The frequencies 440Hz and 880Hz both correspond to the musical note A, but one octave apart. The next higher A in the musical scale would have the frequency 1760Hz, twice 880Hz. In the western musical scale, there are 12 notes in every octave. These notes are evenly distributed (geometrically), so the next note above A, which is B flat, has frequency 440 × β where β is the twelfth root of two, or approximately 1.0595. The next note above B flat, which is B, has frequency 440 × β 2.

 A 440 B flat 466 B 494 C 523 C sharp 554 D 587 D sharp 622 E 659 F 698 F sharp 740 G 784 A flat 831 A 880
Left is a table of the complete musical scale between middle A and A-880. Each frequency is β times the frequency above it. The applet on the previous page has a button that you can use to play the musical scale.

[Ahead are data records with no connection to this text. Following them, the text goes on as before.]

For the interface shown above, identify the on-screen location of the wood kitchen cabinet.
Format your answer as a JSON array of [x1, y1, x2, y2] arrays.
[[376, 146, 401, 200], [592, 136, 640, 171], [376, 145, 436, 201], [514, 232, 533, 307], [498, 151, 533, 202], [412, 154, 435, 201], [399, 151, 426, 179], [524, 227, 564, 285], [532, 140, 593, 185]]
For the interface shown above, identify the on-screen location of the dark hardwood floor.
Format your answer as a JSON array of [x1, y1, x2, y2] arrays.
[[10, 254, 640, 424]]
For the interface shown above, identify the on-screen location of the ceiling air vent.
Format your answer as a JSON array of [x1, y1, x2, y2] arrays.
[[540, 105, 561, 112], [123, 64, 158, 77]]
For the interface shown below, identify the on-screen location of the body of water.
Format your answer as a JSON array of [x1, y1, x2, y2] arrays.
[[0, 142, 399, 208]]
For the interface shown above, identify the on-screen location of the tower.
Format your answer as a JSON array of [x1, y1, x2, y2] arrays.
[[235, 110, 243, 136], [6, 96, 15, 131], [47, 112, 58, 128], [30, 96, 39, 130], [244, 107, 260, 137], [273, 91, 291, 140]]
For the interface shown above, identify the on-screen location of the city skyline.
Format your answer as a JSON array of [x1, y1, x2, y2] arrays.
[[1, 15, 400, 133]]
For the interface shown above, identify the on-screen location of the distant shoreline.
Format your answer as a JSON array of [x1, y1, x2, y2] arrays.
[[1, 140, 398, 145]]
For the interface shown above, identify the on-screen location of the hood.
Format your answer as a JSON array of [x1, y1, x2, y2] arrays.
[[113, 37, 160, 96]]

The psychoacoustic properties of the musical scale are fascinating. The musical scale is based on our perception of frequency, and harmonic relationships between frequencies. The choice of 12 evenly spaced notes is based on the so-called circle of fifths.

Frequencies that are harmonically related tend to sound good together. In the following applet, you can combine any set of frequencies in the scale.

If you were able to run applets, you would have a Scale demo here.

The blue waveform is the sound you hear, which is a combination of the other (pure tone) waveforms. Try combining A, C sharp, and E. If you have a musical ear, you will recognize this as a major triad. What is special about this frequency combination? Notice that the following frequencies all correspond to the note A:

440,
440 × 2 = 880,
880 × 2 = 1760,
1760 × 2 = 3520.

What about 440 × 3 = 1320? Notice that 1320/2 = 660, which is almost exactly the E in the scale at the left. Thus, 440 × 3 is the note E, one octave above the E immediately above A-440. E and A are harmonically related, and to most people, they sound good together. It is because

440 × 3 ≈ 659 × 2

For somewhat more arcane reasons, the interval between A and E, which is a frequency rise of 3/2, is called a fifth. The note 3/2 above E has frequency 988, which is an octave above B-494. Another 3/2 above that is approximately F sharp (740 Hz). Continuing in this fashion, multiplying frequencies by 3/2, and then possibly dividing by two, you can approximately trace the twelve notes of the scale. This progression is called the circle of fifths. The notion of key in music and a scale are based on this circle of fifths.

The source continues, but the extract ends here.